Medicines and Healthcare Products Regulatory Agency (MHRA)

MHRA or Medicines and Healthcare products Regulatory Agency is a Government run body responsible for ensuring the quality and safety of medicines and medical products. MHRA is a wing of the Department of Health. The agency regulates the medical devices, equipments and medicines that are employed in the healthcare sectors and also in the harmful incident investigations.
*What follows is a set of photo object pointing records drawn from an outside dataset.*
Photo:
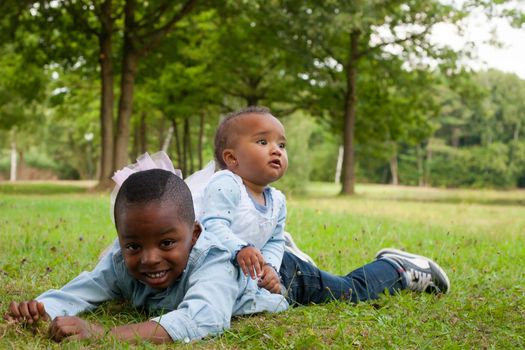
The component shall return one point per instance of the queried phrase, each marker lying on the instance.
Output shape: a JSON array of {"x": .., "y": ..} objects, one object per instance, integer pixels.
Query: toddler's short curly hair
[{"x": 223, "y": 136}]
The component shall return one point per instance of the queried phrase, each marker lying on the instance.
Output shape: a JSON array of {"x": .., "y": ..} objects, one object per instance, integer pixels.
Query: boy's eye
[
  {"x": 132, "y": 247},
  {"x": 167, "y": 243}
]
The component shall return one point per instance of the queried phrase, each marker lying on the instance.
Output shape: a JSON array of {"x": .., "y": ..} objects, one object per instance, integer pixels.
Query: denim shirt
[
  {"x": 229, "y": 212},
  {"x": 200, "y": 303}
]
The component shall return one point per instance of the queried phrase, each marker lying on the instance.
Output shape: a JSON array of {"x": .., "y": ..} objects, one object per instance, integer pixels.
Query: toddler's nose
[{"x": 150, "y": 257}]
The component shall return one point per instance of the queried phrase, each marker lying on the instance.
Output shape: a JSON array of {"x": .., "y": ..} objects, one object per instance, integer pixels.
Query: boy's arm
[
  {"x": 75, "y": 328},
  {"x": 221, "y": 198},
  {"x": 85, "y": 292},
  {"x": 208, "y": 302},
  {"x": 273, "y": 250}
]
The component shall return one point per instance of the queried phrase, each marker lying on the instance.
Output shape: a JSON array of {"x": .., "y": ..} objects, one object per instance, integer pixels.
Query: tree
[{"x": 342, "y": 35}]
It is also concerned with the regulation of blood supply and blood products and it works with the blood services operating in UK, the healthcare providers and other such related organizations for the improvement of blood quality and safety.

Foundation

MHRA was established by the government in UK in April 2003 after bringing together the Medical Devices Agency and the Medicines Control Agency.

Purpose & Mission

The agency regulates a wide variety of medical products and healthcare drugs and services that have been produced by tissue engineering. For instance, the medicines that are sold in the medical outlets in UK are subjected to stringent scrutiny by the agency to ensure its quality, efficacy and safety. The medical devices are released to the distributers only after they have been verified by the MHRA and CE marked. All the blood related services or products are approved only after they are verified against the Blood Safety and Quality Regulations.

Key Roles of MHRA

• Performing post marketing surveillance for investigation, reporting and monitoring of unacceptable reactions of drugs to medicines and medical device incidents.
• Assessing and authorizing medicines and medical devices for sale and supply within United Kingdom.
• Overseeing the Notified Bodies which are responsible for ensuring that the medical device manufactures are following the regulations before they are released in the market.
• Operating a surveillance system to test and sample medicines to check quality and defect and ensuring the quality and safety of unlicensed products.
• Investigation of internet medicine sales for potential counterfeits and taking necessary actions where needed.
• British Pharmacopoeia and General Practice Research Database management.

Other Roles

The MHRA is also involved in hosting and supporting some expert advisory groups. Such bodies include the British Pharmacopoeia Commission and the Commission on Human Medicine. MHRA can also become the rapporteur or co-rapporteur for a pharmaceutical application to perform the bulk of verification tasks on the behalf of the members.